What is Wrong with Trying to Raise Test Scores? Five short answers.



I had the opportunity to meet with the great test score promoters in Washington but turned it down. What would be the point? The entire administration is devoted to raising test scores. I would convince no political person to change his or her view. That having been said, what could be really be wrong with testing and emphasizing test scores?



  1. Testing teaches that there are right answers. The problem is that is that in real life, the important questions don’t have answers that are clearly right or wrong. "Knowing the answer" has made school into Jeopardy. It is nice to win a game show, but important decisions are made through argumentation and force of reason not knowing the right answer.

  2. Testing teaches that some subjects are more important than others. The tests are small in number. If there were thousands to choose from, then perhaps people could get tested in fiber optics instead of history. But the system has determined which subjects are the most important. Just remember that the system made that determination in 1892. Some things have changed in the world since then. No one in Washington seems to have noticed.

  3. Testing focuses teachers on winning not teaching. Many teachers are extremely frustrated by the system they have found themselves to be a part of. They cannot afford to spend time teaching a student or getting a concept across if the issues being taught are not on the tests.
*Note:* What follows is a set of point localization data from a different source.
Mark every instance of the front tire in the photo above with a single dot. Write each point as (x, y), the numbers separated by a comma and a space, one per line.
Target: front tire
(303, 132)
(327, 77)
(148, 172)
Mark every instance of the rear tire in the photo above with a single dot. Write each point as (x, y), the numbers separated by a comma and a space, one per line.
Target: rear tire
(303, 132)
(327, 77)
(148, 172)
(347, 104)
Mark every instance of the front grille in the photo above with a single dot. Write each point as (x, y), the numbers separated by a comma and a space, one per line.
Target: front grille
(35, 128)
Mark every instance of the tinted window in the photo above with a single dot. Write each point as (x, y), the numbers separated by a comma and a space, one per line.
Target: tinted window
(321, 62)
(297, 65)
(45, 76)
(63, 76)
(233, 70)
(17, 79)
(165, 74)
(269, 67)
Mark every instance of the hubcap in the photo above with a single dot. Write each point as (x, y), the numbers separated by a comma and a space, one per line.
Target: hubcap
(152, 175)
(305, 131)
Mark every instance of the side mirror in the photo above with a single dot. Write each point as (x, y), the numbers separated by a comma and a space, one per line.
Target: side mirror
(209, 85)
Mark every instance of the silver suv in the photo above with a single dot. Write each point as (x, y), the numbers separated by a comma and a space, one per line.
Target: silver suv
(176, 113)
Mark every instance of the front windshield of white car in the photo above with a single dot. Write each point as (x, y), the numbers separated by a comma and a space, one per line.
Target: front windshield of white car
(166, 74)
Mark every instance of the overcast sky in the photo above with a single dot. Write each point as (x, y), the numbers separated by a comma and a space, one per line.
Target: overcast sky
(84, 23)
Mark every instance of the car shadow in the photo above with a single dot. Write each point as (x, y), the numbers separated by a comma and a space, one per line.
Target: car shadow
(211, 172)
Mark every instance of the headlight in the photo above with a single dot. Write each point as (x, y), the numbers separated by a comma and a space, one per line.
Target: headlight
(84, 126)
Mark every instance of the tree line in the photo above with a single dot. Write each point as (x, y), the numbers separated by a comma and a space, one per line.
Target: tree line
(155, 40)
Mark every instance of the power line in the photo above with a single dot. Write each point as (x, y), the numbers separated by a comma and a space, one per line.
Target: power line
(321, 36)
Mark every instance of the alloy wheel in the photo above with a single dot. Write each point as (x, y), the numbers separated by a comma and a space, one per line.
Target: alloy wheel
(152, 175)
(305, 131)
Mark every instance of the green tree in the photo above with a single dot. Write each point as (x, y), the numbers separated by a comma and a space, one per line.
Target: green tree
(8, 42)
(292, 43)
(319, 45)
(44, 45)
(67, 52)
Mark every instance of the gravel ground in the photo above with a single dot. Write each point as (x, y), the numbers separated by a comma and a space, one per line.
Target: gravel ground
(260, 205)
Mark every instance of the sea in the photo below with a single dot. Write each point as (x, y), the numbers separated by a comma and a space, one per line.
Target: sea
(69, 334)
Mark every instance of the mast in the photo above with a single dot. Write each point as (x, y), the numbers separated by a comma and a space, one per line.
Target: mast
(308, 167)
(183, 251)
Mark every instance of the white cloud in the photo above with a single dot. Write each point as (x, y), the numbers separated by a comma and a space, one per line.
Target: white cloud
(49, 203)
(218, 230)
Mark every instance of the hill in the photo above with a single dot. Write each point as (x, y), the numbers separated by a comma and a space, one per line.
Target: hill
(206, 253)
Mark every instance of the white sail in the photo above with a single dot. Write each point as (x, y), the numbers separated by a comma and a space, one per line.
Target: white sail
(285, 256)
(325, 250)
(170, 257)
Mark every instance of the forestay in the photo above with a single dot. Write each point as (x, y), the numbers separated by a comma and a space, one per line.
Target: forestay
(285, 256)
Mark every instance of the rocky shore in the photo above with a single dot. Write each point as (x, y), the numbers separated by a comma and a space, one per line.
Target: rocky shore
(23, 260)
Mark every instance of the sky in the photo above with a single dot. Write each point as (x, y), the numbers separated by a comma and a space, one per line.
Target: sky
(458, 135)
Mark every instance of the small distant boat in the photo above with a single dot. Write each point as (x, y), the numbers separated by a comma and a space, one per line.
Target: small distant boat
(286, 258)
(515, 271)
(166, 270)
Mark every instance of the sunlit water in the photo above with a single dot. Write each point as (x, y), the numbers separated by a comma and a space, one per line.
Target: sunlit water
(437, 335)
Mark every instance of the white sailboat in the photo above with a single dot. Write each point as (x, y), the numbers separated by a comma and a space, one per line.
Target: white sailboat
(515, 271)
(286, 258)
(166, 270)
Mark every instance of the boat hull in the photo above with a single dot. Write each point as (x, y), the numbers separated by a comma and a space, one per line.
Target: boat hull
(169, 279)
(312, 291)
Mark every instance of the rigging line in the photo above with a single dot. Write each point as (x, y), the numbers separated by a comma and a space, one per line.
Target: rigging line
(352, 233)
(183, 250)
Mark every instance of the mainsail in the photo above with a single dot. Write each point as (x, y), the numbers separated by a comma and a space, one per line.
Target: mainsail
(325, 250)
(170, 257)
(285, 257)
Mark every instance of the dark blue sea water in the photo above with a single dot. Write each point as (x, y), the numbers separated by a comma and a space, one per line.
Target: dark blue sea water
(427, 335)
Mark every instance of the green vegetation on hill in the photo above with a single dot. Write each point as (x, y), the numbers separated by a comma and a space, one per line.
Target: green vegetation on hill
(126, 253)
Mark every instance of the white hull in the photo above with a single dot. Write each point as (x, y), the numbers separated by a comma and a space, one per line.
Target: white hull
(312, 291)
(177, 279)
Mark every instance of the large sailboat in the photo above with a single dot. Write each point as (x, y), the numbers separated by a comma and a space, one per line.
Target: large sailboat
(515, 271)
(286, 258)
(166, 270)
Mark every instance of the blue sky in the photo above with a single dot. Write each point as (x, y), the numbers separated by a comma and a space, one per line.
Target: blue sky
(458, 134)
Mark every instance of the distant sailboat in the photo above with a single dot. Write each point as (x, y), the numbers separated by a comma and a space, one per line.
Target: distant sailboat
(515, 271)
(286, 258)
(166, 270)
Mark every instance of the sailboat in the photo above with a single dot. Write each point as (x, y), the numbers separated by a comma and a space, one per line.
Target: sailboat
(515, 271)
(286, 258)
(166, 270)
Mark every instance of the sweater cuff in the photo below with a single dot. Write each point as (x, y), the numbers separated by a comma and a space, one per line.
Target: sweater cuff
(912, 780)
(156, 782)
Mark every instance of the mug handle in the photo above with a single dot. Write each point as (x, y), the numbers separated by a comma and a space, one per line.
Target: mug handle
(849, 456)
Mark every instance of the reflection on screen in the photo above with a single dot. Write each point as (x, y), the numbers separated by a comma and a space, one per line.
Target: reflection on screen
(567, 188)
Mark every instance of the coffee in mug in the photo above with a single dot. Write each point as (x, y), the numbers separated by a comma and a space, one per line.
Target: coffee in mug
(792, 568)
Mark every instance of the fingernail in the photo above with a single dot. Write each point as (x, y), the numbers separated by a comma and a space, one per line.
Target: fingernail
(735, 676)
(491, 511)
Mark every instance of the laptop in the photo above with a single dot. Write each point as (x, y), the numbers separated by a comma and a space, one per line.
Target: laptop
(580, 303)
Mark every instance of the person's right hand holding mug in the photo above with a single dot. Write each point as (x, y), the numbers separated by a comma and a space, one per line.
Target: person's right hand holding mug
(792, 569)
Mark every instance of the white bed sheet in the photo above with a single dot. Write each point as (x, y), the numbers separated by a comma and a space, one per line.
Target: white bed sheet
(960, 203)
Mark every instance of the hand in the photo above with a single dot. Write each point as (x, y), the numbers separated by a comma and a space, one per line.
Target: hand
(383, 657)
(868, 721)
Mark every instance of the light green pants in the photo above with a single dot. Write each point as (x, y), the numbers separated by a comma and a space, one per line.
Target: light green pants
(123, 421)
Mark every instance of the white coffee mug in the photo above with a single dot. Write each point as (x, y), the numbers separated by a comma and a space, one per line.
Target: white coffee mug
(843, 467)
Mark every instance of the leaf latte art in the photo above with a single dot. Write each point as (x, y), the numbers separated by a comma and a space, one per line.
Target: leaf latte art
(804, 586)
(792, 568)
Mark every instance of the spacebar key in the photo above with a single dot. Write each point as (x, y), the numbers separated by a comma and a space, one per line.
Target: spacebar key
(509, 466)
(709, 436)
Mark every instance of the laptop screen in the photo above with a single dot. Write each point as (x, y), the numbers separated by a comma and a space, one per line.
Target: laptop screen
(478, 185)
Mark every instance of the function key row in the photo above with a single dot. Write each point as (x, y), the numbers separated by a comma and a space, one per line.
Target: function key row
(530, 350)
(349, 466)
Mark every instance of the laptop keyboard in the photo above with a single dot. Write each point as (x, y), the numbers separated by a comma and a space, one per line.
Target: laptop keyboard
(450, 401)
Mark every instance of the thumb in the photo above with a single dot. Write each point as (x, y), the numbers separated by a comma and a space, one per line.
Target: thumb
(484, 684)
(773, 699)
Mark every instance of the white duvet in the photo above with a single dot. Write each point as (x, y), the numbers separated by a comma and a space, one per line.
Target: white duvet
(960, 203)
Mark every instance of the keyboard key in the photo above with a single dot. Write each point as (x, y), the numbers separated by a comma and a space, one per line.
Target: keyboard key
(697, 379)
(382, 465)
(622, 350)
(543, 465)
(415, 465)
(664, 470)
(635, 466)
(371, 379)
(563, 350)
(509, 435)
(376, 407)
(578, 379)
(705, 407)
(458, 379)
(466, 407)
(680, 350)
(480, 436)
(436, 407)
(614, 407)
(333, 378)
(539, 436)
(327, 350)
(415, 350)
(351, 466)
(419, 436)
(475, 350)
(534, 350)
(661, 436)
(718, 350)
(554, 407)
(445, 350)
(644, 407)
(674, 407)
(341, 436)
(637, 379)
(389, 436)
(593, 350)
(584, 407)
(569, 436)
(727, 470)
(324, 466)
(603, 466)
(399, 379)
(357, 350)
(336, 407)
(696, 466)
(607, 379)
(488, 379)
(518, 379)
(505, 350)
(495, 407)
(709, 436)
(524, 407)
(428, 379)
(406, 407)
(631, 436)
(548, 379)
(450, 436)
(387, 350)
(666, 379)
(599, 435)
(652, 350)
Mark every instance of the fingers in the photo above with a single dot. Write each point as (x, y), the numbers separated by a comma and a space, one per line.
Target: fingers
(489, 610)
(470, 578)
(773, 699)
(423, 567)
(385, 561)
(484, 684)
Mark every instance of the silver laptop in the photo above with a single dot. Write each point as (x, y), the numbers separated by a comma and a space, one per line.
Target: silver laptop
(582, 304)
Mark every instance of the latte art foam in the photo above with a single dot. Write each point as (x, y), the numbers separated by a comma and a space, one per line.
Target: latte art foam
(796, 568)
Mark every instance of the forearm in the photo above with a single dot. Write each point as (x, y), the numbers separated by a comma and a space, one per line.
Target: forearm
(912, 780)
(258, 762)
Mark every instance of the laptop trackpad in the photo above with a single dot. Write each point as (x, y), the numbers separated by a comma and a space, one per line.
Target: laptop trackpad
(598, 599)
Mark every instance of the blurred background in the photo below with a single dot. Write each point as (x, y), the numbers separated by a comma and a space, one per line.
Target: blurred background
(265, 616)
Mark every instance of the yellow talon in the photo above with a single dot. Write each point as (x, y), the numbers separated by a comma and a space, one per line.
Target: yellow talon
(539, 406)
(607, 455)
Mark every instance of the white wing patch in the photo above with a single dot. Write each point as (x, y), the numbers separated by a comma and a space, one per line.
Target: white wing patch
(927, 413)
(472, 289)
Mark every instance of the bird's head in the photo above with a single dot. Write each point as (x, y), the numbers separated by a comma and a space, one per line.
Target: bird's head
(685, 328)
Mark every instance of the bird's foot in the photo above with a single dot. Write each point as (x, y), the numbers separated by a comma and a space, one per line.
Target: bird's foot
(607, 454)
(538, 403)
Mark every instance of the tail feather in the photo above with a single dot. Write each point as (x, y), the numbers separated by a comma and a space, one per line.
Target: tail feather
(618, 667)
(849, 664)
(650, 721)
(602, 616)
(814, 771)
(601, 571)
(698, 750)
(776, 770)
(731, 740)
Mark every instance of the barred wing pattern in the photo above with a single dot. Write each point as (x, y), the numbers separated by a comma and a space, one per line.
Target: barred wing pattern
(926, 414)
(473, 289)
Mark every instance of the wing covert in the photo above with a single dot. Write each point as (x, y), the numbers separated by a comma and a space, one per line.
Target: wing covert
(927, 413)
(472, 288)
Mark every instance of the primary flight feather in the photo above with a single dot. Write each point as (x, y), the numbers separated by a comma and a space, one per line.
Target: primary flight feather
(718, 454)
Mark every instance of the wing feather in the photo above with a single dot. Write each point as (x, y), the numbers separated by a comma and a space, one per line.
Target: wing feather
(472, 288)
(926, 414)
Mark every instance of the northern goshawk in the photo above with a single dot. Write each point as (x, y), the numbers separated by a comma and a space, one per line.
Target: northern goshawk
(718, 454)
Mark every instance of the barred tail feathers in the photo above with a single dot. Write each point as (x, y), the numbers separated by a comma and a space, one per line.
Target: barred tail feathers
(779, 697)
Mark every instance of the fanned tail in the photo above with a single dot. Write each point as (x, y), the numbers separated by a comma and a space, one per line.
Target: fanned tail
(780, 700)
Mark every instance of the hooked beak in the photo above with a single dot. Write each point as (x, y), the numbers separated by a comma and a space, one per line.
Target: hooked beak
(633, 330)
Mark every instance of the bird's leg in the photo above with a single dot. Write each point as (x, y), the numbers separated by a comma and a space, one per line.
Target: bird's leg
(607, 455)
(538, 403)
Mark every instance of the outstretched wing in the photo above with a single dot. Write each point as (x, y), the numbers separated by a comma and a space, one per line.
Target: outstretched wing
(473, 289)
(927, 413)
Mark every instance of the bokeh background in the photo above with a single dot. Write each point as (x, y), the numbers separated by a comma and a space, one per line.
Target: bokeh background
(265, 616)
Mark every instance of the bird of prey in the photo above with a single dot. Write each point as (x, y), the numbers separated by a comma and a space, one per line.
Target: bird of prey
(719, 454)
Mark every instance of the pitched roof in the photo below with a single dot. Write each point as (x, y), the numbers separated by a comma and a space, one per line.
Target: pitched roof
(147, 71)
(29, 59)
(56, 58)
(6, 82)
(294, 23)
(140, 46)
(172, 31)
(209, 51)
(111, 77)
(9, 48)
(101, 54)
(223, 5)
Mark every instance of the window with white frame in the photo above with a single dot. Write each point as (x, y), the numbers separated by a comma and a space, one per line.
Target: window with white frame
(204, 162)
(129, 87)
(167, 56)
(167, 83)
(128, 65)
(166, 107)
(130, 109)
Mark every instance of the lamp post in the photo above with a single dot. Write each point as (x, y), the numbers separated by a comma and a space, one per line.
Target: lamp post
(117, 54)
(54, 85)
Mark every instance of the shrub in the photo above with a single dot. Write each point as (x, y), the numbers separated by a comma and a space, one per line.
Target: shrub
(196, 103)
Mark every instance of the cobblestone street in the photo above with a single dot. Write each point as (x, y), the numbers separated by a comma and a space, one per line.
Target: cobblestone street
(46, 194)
They are judged on the basis of test scores. So, any rational teacher gives up teaching and becomes a kind of test preparation coach.

  4. Students learn that memorization is more important than thinking. Teaching students to reason ought to be the beginning and end of what education is about But in an answer-obsessed world, "go figure it out for yourself" or "go try it and see what happens" are replaced by more memorization. Giving kids a chance to fail helps them learn. Actively preventing failure by telling the right answer just helps kids pass tests.

  5. Innovation in education is eliminated. How can we offer new curricula and new ways of learning if no matter what we do children must pass algebra tests? The administration says science is important over and over again but since science in high school is defined by boring tests of vocabulary terms and definitions for the most part, who would be excited to learn science? If a really good scientific reasoning curriculum were created the schools could not offer it unless it helped kids pass the very same tests that that curriculum was intended to replace.


Oh. One more thing. Testing also reduces knowledge to short answers like the ones I have given here. In reality, serious argumentation is much more lengthy.